Guido Sosola: Libera eos ab temptationem

Guido Sosola @SosolaGuido

Puede decirse, el parlamento que tenemos es fruto de los libres comicios realizados en 2015, pero también que fue un error más estratégico que táctico del régimen que ya aprendió – suficientemente – la amarga lección. Desperdiciada por estos años la ocasión para un estudio que aún nos deben los sociólogos de la política o un buen reportaje de la fuente especializada, obran las convicciones.

Una de ellas, es que lo votamos – por entonces – con absoluta independencia de los nombres candidateados, porque se convirtió la plataforma opositora en la fiel representación nacional de las masivas protestas de 2014 que derrotaron todas las encuestas que la decían minoritaria, aconsejando una infinita paciencia. Y, la otra, que tres de los partidos políticos que nos juraron por entonces en democracia, yendo al diálogo capitulador de Miraflores, se aprovecharon de la situación al disponer de una mejor maquinaria partidista ante otros decididamente voluntaristas.

Por más que se diga lo contrario, jamás el parlamento imaginó el papel estelar que hoy tiene, como le ocurrió al de 1848 que pronto claudicó frente a la dictadura de Monagas. Ahora, más que nunca, el parlamento debe ser parlamento para formalizar la encargaduría de un líder emergente, como Juan Guaidó, adoptando las medidas de un legislativo obviamente colegiado que no puede pretender – contranatura – gobernar colegiadamente, por más transición que fuere, mereciéndose releer a Montesquieu.
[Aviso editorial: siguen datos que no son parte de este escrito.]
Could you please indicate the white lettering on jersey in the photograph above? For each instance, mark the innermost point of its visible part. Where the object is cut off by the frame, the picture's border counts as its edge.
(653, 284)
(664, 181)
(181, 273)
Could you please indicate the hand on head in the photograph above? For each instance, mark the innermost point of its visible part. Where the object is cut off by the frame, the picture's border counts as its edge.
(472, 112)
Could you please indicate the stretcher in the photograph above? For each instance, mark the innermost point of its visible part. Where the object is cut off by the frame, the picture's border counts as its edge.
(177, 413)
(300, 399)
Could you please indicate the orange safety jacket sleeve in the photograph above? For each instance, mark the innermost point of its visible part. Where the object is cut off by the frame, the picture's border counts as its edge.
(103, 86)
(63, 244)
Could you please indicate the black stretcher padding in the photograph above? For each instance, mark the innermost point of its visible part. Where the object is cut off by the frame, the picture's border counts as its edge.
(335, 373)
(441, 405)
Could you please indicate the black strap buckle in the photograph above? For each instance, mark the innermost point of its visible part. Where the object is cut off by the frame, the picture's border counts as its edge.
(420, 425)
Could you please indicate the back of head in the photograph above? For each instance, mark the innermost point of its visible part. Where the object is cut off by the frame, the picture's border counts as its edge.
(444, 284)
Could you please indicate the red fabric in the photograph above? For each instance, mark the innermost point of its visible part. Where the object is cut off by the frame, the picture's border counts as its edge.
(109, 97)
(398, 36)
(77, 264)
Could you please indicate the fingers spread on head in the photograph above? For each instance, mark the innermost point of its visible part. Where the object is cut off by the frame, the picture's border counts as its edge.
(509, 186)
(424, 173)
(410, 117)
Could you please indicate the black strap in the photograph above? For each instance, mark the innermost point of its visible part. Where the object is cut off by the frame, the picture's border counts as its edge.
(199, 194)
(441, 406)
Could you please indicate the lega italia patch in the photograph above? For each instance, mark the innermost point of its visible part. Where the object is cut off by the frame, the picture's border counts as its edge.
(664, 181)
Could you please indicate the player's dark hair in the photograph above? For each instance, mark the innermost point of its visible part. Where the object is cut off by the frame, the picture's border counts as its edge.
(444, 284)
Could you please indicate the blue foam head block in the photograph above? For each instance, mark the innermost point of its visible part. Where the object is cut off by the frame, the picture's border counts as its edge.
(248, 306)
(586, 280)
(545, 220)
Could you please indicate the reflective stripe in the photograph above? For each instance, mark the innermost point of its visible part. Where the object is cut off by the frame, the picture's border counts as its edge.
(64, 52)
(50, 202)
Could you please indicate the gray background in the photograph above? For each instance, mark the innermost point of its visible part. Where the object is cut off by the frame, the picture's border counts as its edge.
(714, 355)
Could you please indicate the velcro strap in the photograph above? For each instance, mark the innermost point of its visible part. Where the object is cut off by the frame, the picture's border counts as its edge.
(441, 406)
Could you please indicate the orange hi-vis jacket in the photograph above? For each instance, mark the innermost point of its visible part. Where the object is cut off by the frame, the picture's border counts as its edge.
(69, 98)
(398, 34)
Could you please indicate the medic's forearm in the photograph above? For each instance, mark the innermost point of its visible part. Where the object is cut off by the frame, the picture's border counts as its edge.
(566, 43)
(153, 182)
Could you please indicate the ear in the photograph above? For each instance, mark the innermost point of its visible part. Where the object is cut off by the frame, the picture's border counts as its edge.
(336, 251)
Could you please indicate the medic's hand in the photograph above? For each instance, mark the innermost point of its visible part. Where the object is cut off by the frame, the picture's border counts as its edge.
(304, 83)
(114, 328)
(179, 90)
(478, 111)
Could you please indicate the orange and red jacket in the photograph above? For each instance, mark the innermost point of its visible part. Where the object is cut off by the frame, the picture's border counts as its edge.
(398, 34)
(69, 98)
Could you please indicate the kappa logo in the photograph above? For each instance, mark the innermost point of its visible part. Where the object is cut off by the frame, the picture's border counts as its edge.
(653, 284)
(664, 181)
Sin embargo, pedimos urgentemente que los diputados de 2019, sean liberados de toda tentación.

Y esto, porque – teniendo el sartén agarrado por el mango – no deben acudir a diálogo alguno con una dictadura desfalleciente, comprándole el cupón para unas elecciones en 2021 que, aprendida la lección, ella ganará holgadamente, aseguradas las curules para sus más avispados adversarios o, mejor, colaboradores, como ha ocurrido con las regionales y municipales realizadas bajo el marco de una constituyente que desconocen o dicen desconocer. O diligenciando la cesación del “desacato” y, peor aún, lo que por siempre será una alegría de tísicos, reconociéndoles y pagando el salario que no han devengado desde hace mucho tiempo y quizá recompensándolos por los bonos que el Instituto de Previsión Parlamentaria en mala hora compró, dificultando la renovación del seguro.

Cierto, nadie aprende en cabeza ajena, ya que una cosa es lo que se dice y otra la que se hace, pues, dispone la Asamblea Nacional de dos herramientas útiles: la Comisión de Defensa de la Constitución que tiene en sus manos algo más que el desarrollo de la Ley de Transición, y la Comisión Especial que debe desenmascarar públicamente la trama de Andrade y Gorrín. Seguimos de cerca las vicisitudes del Capitolio Federal y, aunque algunos digan capitalizar la inteligencia política, como llaman cualquier maniobra de evasión, otros la explican a través de sendos actos de responsabilidad y también de coraje, obrando según su consciencia: una exacta correspondencia de los artículos 233, 333 y 350 con el 201, constitucionales.